When the second direction control valve 78 is shifted from the I position to the II position, the upper chamber 77a of the nozzle needle actuator 66 is drained to the fluid reservoir 10 via the second hydraulic circuit 80, valve 78 and fluid return line 84, causing the pressure inside the chamber 77a to drop abruptly to the atmospheric level. Then, the fluid pressure in the fuel well 58 of the fuel injector 50 lifts the nozzle needle 60 together with the pistons 74 and 72, so that the nozzle holes 56 are unblocked to start a fuel injection. In the meantime, the lower chamber 77b of the nozzle needle actuator 66 is drained to the reservoir 10 via the third hydraulic circuit 88, valve 86 and fluid return line 84.

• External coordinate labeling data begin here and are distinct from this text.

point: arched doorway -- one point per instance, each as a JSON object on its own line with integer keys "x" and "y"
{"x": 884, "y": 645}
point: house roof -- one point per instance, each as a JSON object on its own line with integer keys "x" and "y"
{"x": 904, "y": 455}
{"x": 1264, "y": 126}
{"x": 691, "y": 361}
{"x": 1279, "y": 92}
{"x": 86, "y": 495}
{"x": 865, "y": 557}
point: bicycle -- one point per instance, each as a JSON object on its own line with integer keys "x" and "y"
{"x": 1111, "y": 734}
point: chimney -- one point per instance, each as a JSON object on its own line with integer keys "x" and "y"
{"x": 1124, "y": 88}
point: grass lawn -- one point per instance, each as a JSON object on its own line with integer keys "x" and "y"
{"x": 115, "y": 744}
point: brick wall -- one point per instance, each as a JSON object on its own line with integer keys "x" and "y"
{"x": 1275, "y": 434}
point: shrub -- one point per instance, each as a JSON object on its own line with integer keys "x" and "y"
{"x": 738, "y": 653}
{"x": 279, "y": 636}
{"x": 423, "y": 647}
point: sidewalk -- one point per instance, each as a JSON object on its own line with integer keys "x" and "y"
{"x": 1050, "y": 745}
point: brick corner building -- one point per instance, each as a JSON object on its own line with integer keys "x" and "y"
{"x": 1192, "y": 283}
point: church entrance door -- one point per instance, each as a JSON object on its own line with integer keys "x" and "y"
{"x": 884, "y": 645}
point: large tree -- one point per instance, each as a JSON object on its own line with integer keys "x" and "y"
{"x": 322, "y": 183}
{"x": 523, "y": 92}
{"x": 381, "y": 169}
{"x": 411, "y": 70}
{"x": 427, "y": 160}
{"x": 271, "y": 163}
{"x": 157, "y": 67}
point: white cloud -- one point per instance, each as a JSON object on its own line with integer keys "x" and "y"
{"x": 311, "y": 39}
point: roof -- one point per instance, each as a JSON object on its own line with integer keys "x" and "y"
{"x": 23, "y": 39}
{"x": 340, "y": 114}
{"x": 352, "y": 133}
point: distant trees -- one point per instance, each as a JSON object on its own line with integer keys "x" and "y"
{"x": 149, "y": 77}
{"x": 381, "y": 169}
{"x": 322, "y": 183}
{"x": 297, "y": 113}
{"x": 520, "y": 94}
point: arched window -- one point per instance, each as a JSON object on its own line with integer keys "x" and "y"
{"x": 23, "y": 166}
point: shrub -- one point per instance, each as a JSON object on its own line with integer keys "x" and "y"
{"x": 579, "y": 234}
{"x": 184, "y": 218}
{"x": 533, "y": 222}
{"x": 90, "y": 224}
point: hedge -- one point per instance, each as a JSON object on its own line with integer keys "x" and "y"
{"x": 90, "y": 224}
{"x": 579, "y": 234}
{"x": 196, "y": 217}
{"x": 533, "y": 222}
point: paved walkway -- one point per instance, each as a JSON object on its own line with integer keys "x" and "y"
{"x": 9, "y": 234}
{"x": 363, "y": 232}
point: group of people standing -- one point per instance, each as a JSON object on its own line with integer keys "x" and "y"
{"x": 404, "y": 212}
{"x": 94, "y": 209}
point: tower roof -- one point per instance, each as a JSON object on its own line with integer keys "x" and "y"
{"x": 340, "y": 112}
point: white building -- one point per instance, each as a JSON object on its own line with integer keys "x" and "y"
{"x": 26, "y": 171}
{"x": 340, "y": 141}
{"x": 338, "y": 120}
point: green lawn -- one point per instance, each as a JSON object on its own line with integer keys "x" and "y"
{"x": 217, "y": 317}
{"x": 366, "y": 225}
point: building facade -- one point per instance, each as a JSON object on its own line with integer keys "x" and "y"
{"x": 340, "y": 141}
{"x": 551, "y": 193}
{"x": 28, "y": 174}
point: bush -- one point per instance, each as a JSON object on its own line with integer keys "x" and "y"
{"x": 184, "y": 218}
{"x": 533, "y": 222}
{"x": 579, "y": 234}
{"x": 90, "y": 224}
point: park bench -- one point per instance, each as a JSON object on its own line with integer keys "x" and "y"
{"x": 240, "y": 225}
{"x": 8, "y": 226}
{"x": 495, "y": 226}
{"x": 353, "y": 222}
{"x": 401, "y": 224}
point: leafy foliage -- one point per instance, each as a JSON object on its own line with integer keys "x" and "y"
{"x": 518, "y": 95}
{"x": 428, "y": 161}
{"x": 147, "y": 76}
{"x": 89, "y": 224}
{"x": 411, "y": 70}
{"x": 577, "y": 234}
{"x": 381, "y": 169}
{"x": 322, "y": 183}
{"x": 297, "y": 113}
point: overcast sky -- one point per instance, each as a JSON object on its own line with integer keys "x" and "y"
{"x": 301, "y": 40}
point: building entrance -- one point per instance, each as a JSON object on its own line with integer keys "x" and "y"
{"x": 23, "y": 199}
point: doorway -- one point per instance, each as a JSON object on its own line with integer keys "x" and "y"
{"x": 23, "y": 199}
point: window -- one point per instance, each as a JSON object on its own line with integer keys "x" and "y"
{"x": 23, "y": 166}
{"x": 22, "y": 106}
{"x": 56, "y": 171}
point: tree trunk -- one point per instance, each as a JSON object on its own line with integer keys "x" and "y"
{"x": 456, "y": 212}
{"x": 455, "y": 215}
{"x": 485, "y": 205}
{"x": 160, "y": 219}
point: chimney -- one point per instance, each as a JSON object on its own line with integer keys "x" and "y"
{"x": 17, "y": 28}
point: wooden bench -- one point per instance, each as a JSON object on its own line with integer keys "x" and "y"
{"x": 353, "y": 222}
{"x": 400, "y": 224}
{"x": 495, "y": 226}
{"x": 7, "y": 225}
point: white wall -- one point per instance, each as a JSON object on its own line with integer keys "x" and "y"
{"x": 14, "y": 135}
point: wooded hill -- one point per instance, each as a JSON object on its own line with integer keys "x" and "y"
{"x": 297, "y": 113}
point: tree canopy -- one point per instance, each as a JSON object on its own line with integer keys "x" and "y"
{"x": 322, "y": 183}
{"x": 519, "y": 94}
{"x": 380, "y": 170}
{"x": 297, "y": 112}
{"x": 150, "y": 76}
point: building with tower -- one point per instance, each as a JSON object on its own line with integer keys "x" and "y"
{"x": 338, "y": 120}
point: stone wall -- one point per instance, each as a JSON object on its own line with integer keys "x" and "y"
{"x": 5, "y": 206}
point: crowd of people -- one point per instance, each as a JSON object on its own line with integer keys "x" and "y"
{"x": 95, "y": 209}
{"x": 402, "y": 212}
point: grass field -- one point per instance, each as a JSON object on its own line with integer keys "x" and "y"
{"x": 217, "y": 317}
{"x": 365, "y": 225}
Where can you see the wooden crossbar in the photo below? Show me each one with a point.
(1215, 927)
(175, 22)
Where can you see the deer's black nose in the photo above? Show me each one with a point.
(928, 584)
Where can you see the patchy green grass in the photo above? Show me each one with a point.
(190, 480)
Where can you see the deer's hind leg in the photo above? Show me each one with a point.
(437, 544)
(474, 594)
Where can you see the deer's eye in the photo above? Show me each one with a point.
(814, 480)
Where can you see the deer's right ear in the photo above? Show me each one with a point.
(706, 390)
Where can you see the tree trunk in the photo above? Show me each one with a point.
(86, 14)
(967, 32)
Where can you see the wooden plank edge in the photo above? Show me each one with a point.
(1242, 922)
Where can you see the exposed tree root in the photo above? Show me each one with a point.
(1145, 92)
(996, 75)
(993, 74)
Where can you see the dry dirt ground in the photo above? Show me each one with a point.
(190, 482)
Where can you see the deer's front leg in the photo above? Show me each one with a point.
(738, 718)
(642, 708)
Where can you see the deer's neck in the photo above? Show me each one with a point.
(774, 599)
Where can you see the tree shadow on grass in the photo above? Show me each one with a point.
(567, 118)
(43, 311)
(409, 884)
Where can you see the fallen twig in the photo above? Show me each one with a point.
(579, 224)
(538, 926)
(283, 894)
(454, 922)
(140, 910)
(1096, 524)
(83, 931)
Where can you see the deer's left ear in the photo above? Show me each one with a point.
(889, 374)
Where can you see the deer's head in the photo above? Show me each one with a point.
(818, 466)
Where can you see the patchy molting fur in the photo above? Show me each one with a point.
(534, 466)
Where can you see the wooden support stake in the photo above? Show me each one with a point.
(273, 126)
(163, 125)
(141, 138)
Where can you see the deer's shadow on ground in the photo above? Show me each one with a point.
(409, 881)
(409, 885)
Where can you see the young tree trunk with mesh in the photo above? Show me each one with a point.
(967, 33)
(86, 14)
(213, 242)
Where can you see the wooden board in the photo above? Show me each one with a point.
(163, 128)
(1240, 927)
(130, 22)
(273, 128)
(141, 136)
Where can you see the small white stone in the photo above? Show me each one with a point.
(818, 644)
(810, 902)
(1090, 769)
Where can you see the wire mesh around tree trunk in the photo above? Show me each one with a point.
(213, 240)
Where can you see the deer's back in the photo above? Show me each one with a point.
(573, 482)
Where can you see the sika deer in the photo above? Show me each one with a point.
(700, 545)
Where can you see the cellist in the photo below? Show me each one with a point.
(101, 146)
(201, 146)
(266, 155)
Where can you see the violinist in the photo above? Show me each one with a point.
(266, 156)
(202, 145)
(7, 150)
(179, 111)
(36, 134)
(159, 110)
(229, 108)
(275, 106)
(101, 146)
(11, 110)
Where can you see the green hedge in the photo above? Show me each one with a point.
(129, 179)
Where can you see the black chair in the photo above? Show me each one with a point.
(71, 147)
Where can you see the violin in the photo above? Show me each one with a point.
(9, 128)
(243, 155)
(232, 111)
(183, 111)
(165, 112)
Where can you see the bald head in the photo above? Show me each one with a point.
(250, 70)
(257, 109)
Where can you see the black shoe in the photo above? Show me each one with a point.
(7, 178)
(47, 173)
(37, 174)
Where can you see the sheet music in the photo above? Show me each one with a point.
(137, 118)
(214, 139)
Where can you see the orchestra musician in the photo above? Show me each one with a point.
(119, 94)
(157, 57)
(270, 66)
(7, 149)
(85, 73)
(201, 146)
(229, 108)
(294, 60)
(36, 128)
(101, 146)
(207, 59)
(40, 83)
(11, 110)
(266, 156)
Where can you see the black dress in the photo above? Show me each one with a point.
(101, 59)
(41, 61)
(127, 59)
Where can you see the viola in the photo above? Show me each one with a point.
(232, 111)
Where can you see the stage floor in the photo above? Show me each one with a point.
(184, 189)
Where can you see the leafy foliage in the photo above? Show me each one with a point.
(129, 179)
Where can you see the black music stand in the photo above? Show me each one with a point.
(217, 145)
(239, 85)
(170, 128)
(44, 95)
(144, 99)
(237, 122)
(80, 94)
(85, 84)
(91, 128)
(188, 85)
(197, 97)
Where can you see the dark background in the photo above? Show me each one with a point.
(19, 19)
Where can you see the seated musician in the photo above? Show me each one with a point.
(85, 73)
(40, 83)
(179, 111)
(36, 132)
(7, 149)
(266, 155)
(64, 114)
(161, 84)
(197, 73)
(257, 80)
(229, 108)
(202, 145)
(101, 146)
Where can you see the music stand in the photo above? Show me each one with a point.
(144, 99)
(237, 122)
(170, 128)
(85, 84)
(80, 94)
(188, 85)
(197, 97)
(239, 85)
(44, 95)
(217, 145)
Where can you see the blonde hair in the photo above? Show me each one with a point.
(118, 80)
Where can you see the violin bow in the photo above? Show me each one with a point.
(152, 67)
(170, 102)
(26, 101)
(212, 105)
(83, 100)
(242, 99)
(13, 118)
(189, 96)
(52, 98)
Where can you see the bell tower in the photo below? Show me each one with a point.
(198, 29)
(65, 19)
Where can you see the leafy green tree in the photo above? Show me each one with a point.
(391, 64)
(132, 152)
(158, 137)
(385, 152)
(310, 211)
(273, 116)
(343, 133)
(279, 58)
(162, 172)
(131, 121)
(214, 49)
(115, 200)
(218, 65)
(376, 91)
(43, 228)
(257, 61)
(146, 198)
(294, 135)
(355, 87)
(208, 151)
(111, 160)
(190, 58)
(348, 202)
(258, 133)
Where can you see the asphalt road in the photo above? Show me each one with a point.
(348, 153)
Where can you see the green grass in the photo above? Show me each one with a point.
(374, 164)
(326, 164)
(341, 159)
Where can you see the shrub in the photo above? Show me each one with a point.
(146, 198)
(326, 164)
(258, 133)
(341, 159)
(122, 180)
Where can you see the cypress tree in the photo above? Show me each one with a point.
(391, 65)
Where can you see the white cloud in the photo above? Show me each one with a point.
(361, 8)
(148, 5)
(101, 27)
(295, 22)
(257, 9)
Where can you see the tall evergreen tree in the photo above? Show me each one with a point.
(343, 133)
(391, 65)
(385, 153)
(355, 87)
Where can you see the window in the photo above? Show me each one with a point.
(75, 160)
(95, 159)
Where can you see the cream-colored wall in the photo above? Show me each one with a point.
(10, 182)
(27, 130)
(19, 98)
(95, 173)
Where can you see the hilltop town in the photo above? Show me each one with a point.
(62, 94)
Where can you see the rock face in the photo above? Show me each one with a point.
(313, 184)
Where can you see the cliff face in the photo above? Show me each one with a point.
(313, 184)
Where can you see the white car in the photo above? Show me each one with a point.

When the third direction control valve 86 is shifted from the II position back to the I position, the lower chamber 77b of the nozzle needle actuator 66 is caused into communication with the first hydraulic circuit 22 via the third hydraulic circuit 88, valve 86 and fluid supply line 82. The fluid pressure thus delivered from the first hydraulic circuit 22 to the chamber 77b overcomes the pressure which is acting on the pressure stage of the nozzle needle 60 to lift the nozzle needle 60. As a result, the lower piston 74 is moved downward to rest on the valve seat and thereby terminate the fuel injection from the nozzle holes 56. Waveforms c and d in FIG. 2 indicate the interrelated variations in the fluid pressures developing in the chambers 77a and 77b of the nozzle needle actuator 66, respectively. These properly timed pressure variations in the chambers 77a and 77b determine the fuel injection characteristic (pressure in the fuel well 58) as indicated by a waveform e, in which l shows a duration of fuel injection. Again, the solid lines correspond to a full load engine operating condition and the phantom lines to a no load engine operating condition.

In summary, it will be seen from the foregoing that the present invention provides a fuel injection system which can safeguard various fuel injection control elements against deposition of impurities in spite of the current tendency to the use of crude fuel.

Where a common hydraulic fluid source is shared by the booster circuit and fuel injection control circuit, the nozzle needle actuator controlling fuel injection will be adversely affected by the variable fluid pressure which operates the booster. The present invention safely realizes such common use of a single hydraulic fluid source for the booster circuit and fuel injection control circuit by controlling the booster operating pressure with an electronic pressure control valve disposed in the first hydraulic circuit, while supplying the fuel injection control circuit with a fluid pressure from the first hydraulic circuit upstream of the pressure control valve.

Various modifications will become possible for those skilled in the art after receiving the teachings of the present disclosure without departing from the scope thereof.